If there’s nothing bigger than a privet leaf, it will look bitty.

The second – use vertical plants in your layout.

Both these ideas will make your border 3D – it will jump out and grab you. The eyes will pause at these ‘full-stop’ plants before carrying on to take in the rest.

I know it can be tricky to introduce big-leaved plants but be brave.

I absolutely love them, to the point that I may have too much punctuation and not enough words in my borders!

Here’s my top 10 – all herbaceous perennials, apart from the Angelica and Verbascum, which are biennial:

•Rheum palmatum (ornamental rhubarb) – From a brown crown in spring, the green leaves with purple undersides sprout from purple buds to produce a cream flower spike 8ft tall by June. Very impressive, especially near water, but plant something in front as the lower leaves get raggy as summer progresses.

•Rodgersia: Green/bronze pinnate leaves grow from a spreading crown. Elegant spires of cream/pink flowers in early summer. Goes well with the ornamental rhubarb.

•Gunnera manicata: A really folly purchase. I’m restraining it in an old turf stack. It grows to 8ft tall by 13ft or more if you let it. Leaves with diameters in excess of 4ft are common. The underside of the leaf and the whole stalk have spikes on them. Totally prehistoric looking.

•Acanthus mollis (bear’s breeches): Handsome shiny green leaves that are almost evergreen, except in bad winters. Leaves copied to form the capitals of Corinthian columns in antiquity. Purple and white hooded flowers, growing to approx 5ft.

•Globe artichoke/cardoon (Cynara cardunculus): The pair are closely related and look much the same, with large dissected, silvery foliage, rising to large, thistle-like edible flower buds/heads about 8ft high.

•Angelica: Large bipinnate leaves, growing from 3-9ft, depending on variety. Most usually grown is bright green herb Angelica archangelica, from which the young stems can be candied. A. atropurpurea, the purple form, is also popular. Umbels of white/green/pink flowers in summer. biennial, but self seeds.

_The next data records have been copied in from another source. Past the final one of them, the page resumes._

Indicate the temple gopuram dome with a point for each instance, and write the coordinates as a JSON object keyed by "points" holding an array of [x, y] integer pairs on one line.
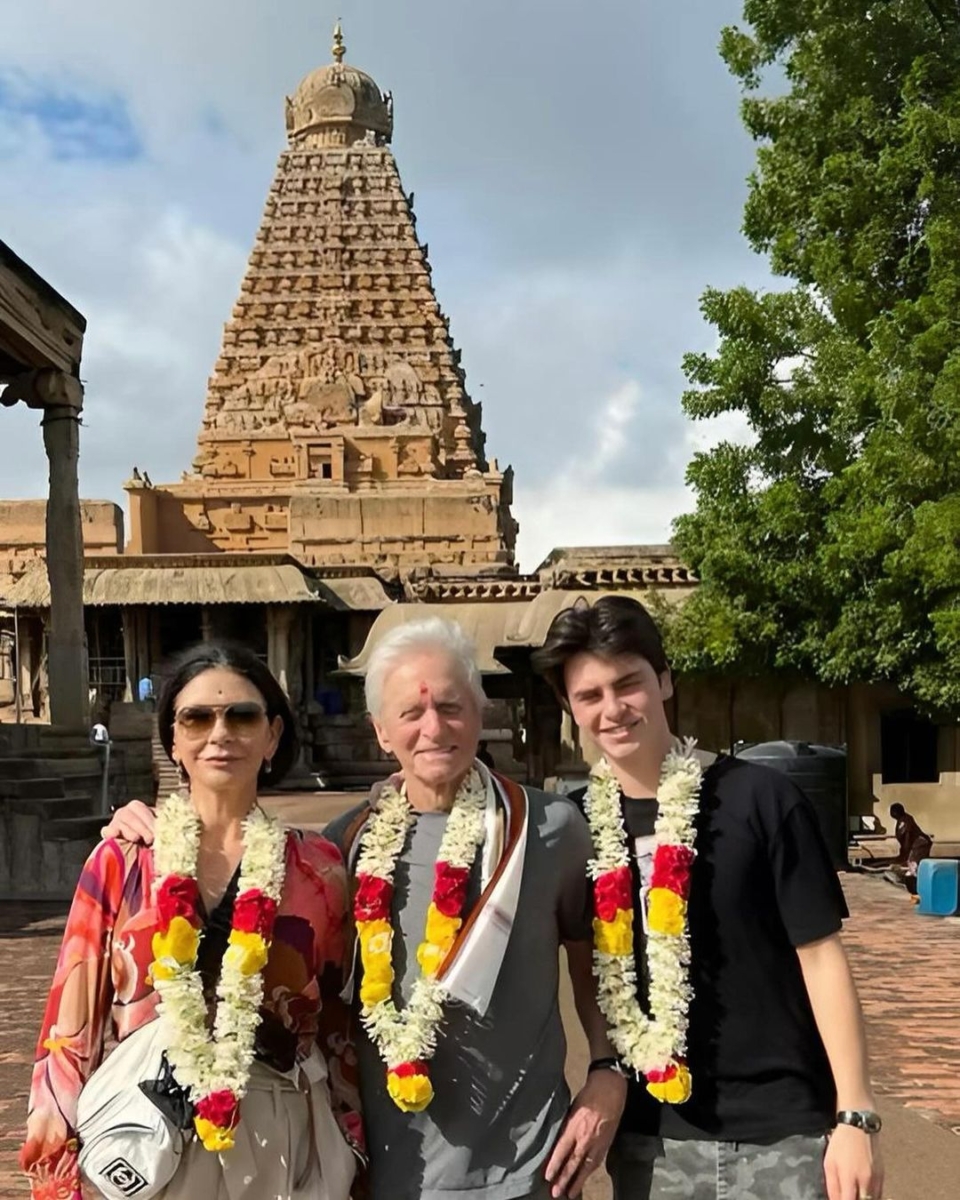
{"points": [[339, 105]]}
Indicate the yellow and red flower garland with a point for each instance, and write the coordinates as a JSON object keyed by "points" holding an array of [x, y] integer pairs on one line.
{"points": [[406, 1038], [651, 1045], [215, 1068]]}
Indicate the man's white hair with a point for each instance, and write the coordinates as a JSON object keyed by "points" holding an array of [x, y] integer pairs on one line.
{"points": [[432, 634]]}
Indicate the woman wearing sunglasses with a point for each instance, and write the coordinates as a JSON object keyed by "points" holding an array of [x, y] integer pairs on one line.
{"points": [[223, 945]]}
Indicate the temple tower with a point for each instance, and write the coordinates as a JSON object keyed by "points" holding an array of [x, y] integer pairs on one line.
{"points": [[337, 426]]}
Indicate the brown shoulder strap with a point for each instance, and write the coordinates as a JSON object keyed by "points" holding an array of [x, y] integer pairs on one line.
{"points": [[353, 832]]}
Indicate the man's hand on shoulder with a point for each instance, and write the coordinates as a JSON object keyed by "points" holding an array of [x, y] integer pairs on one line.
{"points": [[135, 822], [587, 1133]]}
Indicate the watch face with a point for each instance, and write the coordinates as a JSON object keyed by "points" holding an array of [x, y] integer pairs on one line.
{"points": [[867, 1121]]}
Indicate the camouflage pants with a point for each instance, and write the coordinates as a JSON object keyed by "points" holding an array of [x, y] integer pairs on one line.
{"points": [[649, 1169]]}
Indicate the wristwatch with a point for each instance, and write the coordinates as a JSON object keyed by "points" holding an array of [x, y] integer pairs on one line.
{"points": [[611, 1063], [861, 1119]]}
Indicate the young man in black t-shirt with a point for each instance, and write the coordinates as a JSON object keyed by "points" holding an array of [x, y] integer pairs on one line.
{"points": [[781, 1101]]}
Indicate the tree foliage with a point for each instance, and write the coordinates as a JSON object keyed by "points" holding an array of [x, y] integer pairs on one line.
{"points": [[831, 543]]}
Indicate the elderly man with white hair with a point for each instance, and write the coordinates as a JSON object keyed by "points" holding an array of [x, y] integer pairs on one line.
{"points": [[466, 886]]}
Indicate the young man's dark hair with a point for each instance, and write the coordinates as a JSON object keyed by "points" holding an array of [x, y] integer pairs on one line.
{"points": [[612, 627], [243, 661]]}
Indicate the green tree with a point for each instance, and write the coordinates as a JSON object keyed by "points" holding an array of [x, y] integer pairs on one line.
{"points": [[831, 544]]}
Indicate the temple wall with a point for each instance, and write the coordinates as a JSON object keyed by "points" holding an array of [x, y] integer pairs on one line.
{"points": [[23, 533]]}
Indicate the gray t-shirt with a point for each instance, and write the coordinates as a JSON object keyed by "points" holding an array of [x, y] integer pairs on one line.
{"points": [[499, 1090]]}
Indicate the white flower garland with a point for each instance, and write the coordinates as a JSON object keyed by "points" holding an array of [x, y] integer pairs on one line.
{"points": [[409, 1035], [646, 1043], [203, 1062]]}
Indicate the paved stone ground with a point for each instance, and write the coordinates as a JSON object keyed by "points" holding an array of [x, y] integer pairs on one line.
{"points": [[907, 969]]}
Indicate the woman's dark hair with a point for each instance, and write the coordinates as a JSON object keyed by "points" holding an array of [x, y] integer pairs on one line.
{"points": [[612, 627], [241, 661]]}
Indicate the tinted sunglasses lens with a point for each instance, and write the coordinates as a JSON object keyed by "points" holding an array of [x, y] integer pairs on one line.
{"points": [[243, 718]]}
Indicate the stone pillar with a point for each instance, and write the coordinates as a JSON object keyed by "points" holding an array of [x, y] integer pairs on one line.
{"points": [[859, 713], [129, 618], [66, 648]]}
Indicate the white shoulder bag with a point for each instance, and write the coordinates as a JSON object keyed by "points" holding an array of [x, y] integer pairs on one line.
{"points": [[131, 1120]]}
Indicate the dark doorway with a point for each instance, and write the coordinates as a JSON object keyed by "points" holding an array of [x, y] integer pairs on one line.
{"points": [[909, 748]]}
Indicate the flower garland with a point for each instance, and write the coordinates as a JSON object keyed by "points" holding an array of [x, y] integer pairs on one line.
{"points": [[215, 1068], [406, 1038], [651, 1045]]}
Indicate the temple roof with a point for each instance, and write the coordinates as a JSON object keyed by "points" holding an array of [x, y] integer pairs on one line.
{"points": [[339, 105]]}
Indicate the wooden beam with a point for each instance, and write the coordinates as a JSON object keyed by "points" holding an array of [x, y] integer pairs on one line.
{"points": [[39, 328]]}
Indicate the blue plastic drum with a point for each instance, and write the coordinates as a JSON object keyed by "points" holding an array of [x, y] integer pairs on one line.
{"points": [[939, 887]]}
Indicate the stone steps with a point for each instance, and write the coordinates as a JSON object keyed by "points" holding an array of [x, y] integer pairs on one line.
{"points": [[42, 767], [43, 845], [51, 797], [37, 789]]}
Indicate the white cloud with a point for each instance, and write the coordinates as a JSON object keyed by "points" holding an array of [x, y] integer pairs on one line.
{"points": [[585, 515], [565, 250]]}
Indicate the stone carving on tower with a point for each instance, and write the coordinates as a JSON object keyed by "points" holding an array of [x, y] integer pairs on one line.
{"points": [[337, 425]]}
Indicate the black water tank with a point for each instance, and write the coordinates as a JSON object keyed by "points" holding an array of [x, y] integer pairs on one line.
{"points": [[821, 773]]}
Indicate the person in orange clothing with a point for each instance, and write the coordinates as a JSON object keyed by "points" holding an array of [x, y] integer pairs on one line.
{"points": [[225, 893]]}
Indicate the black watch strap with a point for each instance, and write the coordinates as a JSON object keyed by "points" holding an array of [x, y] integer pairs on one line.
{"points": [[609, 1063], [861, 1119]]}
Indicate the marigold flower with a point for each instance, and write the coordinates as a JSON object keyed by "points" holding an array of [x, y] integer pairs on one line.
{"points": [[450, 888], [671, 869], [253, 912], [411, 1092], [377, 982], [178, 897], [246, 952], [431, 958], [213, 1137], [376, 937], [441, 929], [666, 912], [221, 1108], [613, 891], [615, 936], [675, 1090], [372, 899]]}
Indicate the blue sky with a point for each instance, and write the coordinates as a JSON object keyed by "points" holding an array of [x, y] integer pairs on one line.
{"points": [[72, 125], [579, 175]]}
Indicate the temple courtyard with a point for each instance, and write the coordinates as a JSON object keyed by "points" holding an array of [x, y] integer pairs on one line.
{"points": [[907, 969]]}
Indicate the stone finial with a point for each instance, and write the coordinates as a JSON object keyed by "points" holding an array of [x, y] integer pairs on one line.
{"points": [[339, 106], [339, 48]]}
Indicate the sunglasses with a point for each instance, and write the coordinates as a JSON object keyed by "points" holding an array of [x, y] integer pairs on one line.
{"points": [[241, 719]]}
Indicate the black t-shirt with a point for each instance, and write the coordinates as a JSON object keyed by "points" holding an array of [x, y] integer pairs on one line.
{"points": [[762, 885]]}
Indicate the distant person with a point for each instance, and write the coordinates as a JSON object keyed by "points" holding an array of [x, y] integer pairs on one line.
{"points": [[915, 846]]}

•Bergenia (elephant’s ears): Probably the shortest plant here at 1ft, but invaluable throughout the year. My favourite variety is Admiral, whose large green leaves turn purple in winter, bear pink flowers in spring.

•Verbascum bombyciferum (giant mullein): Its silver, furry leaves form a rosette 3ft across and in its second year, a huge flower spike erupts, carrying a yellow candelabra of blooms up to 8ft.

•Hostas: They range in size but I love Daddy (30”), large corrugated blue leaves (15”x10”), cupped and almost round with off-white flowers.

•Ferns: My favourite is the shuttlecock, or ostrich fern. In spring, lance-shaped, sterile fronds are produced in regular ‘shuttlecocks’ up to 5ft tall, followed in mid- and late summer by smaller, more erect, darker, and longer-stalked fertile fronds, which persist over winter.